Friday, 15 August 2025

AWS scenario-based interview Q&A

## 1. Security & Identity Management


Q1: A developer accidentally deletes an S3 bucket in the dev account. How would you prevent such incidents across all accounts without impacting productivity?

Testing: Knowledge of SCPs, IAM best practices, and least privilege.

Answer:


 Use AWS Organizations → Service Control Policies (SCP) to restrict destructive actions (e.g., `s3:DeleteBucket`) in non-prod accounts.

 Enable MFA Delete for critical buckets.

 Configure CloudTrail + EventBridge alerts for bucket deletion events.


Q2: How do you implement least privilege for a team of developers?

Testing: IAM role & policy design.

Answer:


 Assign roles with service-specific permissions rather than using root/admin.

 Use managed policies but customize to remove unused actions.

 Monitor with IAM Access Advisor to tighten permissions over time.


---


## 2. Networking


Q1: Your application in VPC A needs to connect to a database in VPC B in the same region without using public internet. How would you do it?

Testing: VPC connectivity, security best practices.

Answer:


 Use VPC Peering if it’s a simple one-to-one link.

 Use PrivateLink if only specific services need access.

 Avoid routing through IGW or NAT for security.


Q2: You need to connect 10 VPCs across 3 regions.
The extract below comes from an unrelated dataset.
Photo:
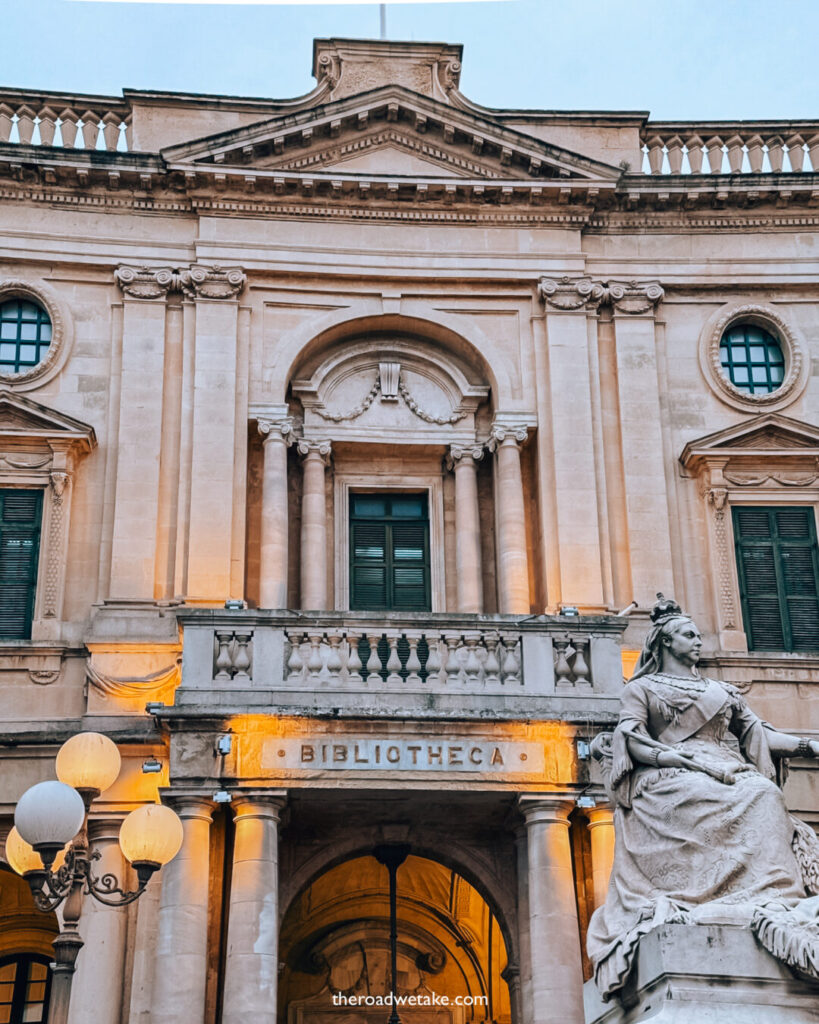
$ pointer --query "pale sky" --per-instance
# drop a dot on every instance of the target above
(677, 58)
How would you design the network to minimize complexity?

Testing: Multi-VPC & multi-region architecture.

Answer:


 Use AWS Transit Gateway to centralize connectivity.
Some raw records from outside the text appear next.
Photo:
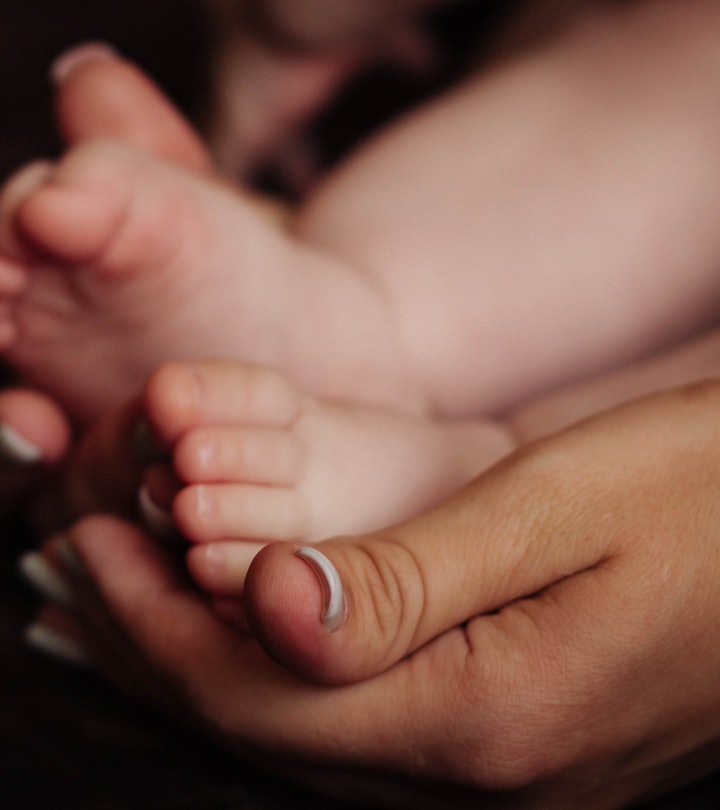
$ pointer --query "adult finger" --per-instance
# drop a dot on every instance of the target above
(352, 607)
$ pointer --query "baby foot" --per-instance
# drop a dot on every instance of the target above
(101, 95)
(257, 460)
(128, 262)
 Enable inter-region peering between TGWs.

 Configure route tables carefully per environment to control traffic flow.


---


## 3. Compute Layer


Q1: During a flash sale, EC2 instances behind an ALB reach 90% CPU. What’s your immediate plan?

Testing: Auto Scaling & load management.

Answer:


 Check Auto Scaling policies and trigger scale-out.

 Temporarily add spot or on-demand instances.

 Implement caching (CloudFront/ElastiCache) for future spikes.


Q2: How do you ensure zero downtime during EC2 app updates?

Testing: Deployment strategies.

Answer:


 Use Auto Scaling group rolling updates.

 Implement blue/green deployment via CodeDeploy.

 Gradually switch traffic with weighted ALB target groups.


---


## 4. Database Layer


Q1: RDS MySQL is experiencing slow queries at peak traffic. How do you troubleshoot and optimize?

Testing: Performance tuning.

Answer:


 Check CloudWatch metrics for CPU, memory, IOPS.

 Enable Performance Insights to identify slow queries.

 Add indexes, use Read Replicas for read-heavy workloads.

 Consider Provisioned IOPS if storage is bottleneck.


Q2: How do you migrate a large production database from on-prem to AWS with minimal downtime?

Testing: Database migration strategy.

Answer:


 Use AWS DMS with Change Data Capture (CDC).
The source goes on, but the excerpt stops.